Jahlene was intensely aware of Mattin standing at her shoulder. It was damned awkward. The last time she’d had anyone acting as an assistant, it was Brit. She never had to tell Brit to do anything. Half the time, he’d take care of it before she thought to ask. Which made sense—the man had practically raised her—but didn’t help with the strange man standing behind her.

She spent half of dinner deciding how to handle the situation and wondering why she didn’t anticipate it. When Berta took the dinner tray she thought she was ready.

Moving over to the couch in her reading nook, she gestured to the chairs and floor, “Sit, try to be comfortable.”

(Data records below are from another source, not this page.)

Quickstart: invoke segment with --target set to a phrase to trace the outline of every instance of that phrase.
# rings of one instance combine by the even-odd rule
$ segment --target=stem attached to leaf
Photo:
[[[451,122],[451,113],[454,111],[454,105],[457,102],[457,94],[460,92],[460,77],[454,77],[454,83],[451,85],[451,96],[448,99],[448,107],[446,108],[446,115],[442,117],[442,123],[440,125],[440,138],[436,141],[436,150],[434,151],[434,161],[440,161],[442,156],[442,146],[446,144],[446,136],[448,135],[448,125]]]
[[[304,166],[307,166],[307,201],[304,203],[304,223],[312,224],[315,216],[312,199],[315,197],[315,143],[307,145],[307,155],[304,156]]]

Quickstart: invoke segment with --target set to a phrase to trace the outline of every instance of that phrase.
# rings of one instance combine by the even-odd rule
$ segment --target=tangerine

After a moment, he settled himself on the edge of an armchair.

“Did Brit explain anything of what you will be doing?”

“Ah… no, Lady.” He paused a moment, then added, “He… doesn’t explain much of anything.”

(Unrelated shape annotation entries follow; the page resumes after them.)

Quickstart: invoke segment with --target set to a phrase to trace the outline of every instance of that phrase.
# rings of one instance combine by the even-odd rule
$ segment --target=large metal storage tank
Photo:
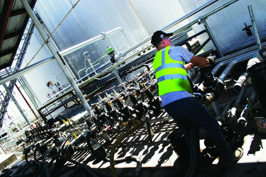
[[[35,8],[51,33],[72,7],[72,3],[77,1],[38,0]],[[52,37],[61,51],[98,36],[101,32],[106,32],[120,27],[125,29],[133,44],[148,36],[130,1],[81,1]],[[110,37],[119,51],[130,47],[122,32]],[[79,70],[85,67],[84,53],[88,51],[89,54],[98,50],[101,54],[105,54],[107,48],[111,45],[108,40],[101,40],[64,57],[78,78]],[[91,57],[93,62],[100,58],[97,55]]]
[[[25,67],[37,53],[44,42],[40,33],[35,28],[33,31],[30,44],[25,54],[21,68]],[[52,55],[47,46],[44,45],[30,63],[29,65]],[[64,88],[69,84],[69,82],[55,61],[43,65],[23,75],[41,103],[44,102],[49,99],[49,97],[55,94],[54,93],[55,92],[57,92],[61,88]],[[47,83],[50,81],[53,84],[48,87]],[[60,85],[57,86],[58,83]],[[26,95],[24,94],[24,96],[27,98],[28,102],[31,104]],[[23,102],[19,101],[18,102],[22,107],[28,107],[26,105],[23,104]],[[32,107],[34,107],[33,106]],[[52,115],[53,115],[56,114],[63,110],[63,108],[59,109],[54,112]]]
[[[175,0],[130,0],[130,1],[150,35],[185,14],[179,2]],[[187,19],[185,20],[166,32],[173,32],[189,22]]]
[[[193,9],[208,1],[208,0],[178,0],[185,12],[187,14]],[[190,21],[197,19],[198,17],[205,14],[221,6],[228,0],[220,0],[189,18]],[[245,31],[244,23],[248,25],[252,25],[247,6],[251,5],[259,32],[266,30],[265,16],[265,0],[240,0],[209,17],[206,21],[218,43],[222,48],[248,37]],[[202,24],[195,24],[192,26],[195,33],[205,28]],[[251,29],[254,34],[253,29]],[[207,35],[199,39],[201,43],[207,38]],[[211,42],[206,46],[208,50],[215,49]],[[205,48],[203,48],[204,49]]]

Jahlene rolled her eyes. “Never does.” Damn the man. “The short version is you’ll be following me, doing what you can to make my day easier. That could be running around the manor rounding up people I need to talk with. It might mean laying out clothes for a formal dinner. What I’ve been doing, as you saw, is pulling someone from another part of the manor away from their usual duties whenever I need something.”

She stopped and waited to see how he’d respond. “That sounds… disruptive, Lady.”

She circled a hand over her head, “Everywhere. Mostly for Housekeeper, but yes. And you don’t have to say ‘Lady’ every time you speak.”

“Yes, L—ah…” A blush spread across his face, and his throat bobbed as he swallowed. She grinned.

“I’ve got a few more letters to deal with before I can quit for the day. Go find Brit and Parlen: tell them to entertain themselves this evening. We’ll save the strategy session for tomorrow, then find Housekeeper. Ask her to have Berta show you around my rooms, how to get my bath drawn and all.”

He bowed and left. Jahlene enjoyed the view as he walked away, then returned to her desk and started on her next letter.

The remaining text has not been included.